GCSE exam success has dropped at two schools investigated in the Trojan Horse probe, the BBC understands.
Senior sources said just 58% of pupils at Park View School achieved five or more A* to Cs including maths and English compared with 75% last year.
At Golden Hillock it has fallen from 52% to 45%, they said.
The schools, which have not commented, were looked at amid claims some Muslims wanted to impose a more Islamic culture on the way they operate.
Birmingham MP Khalid Mahmood said the drop in results was the direct fault of governors and management of the schools, run by Park View Educational Trust.
"They were not working in the interest of the children that were there," he said.
"They were working in their own interest."

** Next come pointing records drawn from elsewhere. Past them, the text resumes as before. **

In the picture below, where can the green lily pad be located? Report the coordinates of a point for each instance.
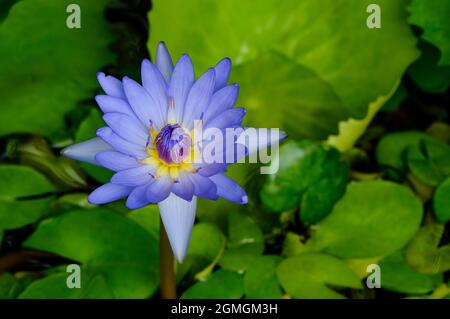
(423, 252)
(396, 99)
(429, 161)
(93, 286)
(205, 248)
(441, 201)
(391, 148)
(365, 222)
(45, 73)
(298, 93)
(260, 279)
(321, 38)
(245, 242)
(292, 245)
(22, 203)
(106, 242)
(11, 286)
(398, 276)
(221, 284)
(309, 275)
(426, 72)
(87, 131)
(432, 17)
(311, 175)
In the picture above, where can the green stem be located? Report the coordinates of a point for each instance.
(166, 266)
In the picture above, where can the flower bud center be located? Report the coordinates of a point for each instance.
(173, 143)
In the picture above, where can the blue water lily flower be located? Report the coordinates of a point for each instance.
(148, 142)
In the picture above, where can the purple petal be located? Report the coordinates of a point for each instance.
(111, 85)
(138, 198)
(222, 69)
(116, 161)
(159, 190)
(198, 98)
(203, 187)
(121, 145)
(108, 193)
(164, 61)
(178, 216)
(154, 83)
(221, 100)
(183, 188)
(142, 104)
(87, 150)
(219, 152)
(134, 176)
(229, 189)
(127, 127)
(180, 85)
(260, 138)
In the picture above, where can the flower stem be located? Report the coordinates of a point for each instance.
(166, 266)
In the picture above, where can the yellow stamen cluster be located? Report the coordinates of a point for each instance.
(163, 168)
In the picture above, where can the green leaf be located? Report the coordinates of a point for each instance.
(260, 280)
(5, 6)
(15, 209)
(45, 73)
(205, 254)
(87, 131)
(426, 72)
(148, 218)
(93, 286)
(108, 243)
(320, 38)
(298, 93)
(245, 242)
(441, 201)
(292, 245)
(429, 161)
(12, 178)
(391, 148)
(423, 253)
(432, 17)
(398, 276)
(396, 99)
(221, 284)
(11, 286)
(365, 222)
(308, 276)
(310, 174)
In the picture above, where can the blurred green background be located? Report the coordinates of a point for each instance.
(363, 178)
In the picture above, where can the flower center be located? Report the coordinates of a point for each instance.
(173, 143)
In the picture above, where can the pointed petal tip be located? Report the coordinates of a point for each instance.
(178, 216)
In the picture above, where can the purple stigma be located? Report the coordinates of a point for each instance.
(173, 143)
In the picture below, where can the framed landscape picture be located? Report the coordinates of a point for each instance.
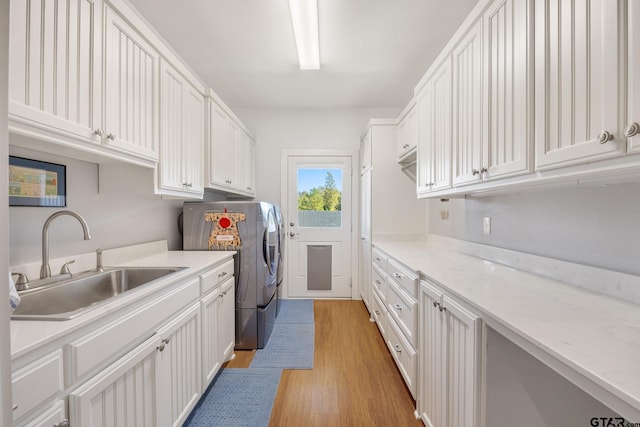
(35, 183)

Investigations into the alleged Trojan Horse plot were sparked by the emergence in March of an anonymous letter purported to be a template showing how state schools could be taken over.
A number of schools were placed in special measures as a result of investigations by Ofsted.
Critics said the inquiries were distracting for pupils who were trying to focus on their GCSE exams.
Mohammed Ashraf, a Golden Hillock governor who quit alongside the rest of the school's governing body in the wake of the allegations, said his son's grades were short of those predicted.
He said his son was forecast Cs and Bs but achieved all Ds.
"The focus of the school's leadership and governance went to dealing with the issues of Trojan Horse and their attention should always have been on education," he said.
Correction 4 January 2017: This story has been amended to clarify that Mohammed Ashraf was not removed as a governor, but resigned alongside other governors.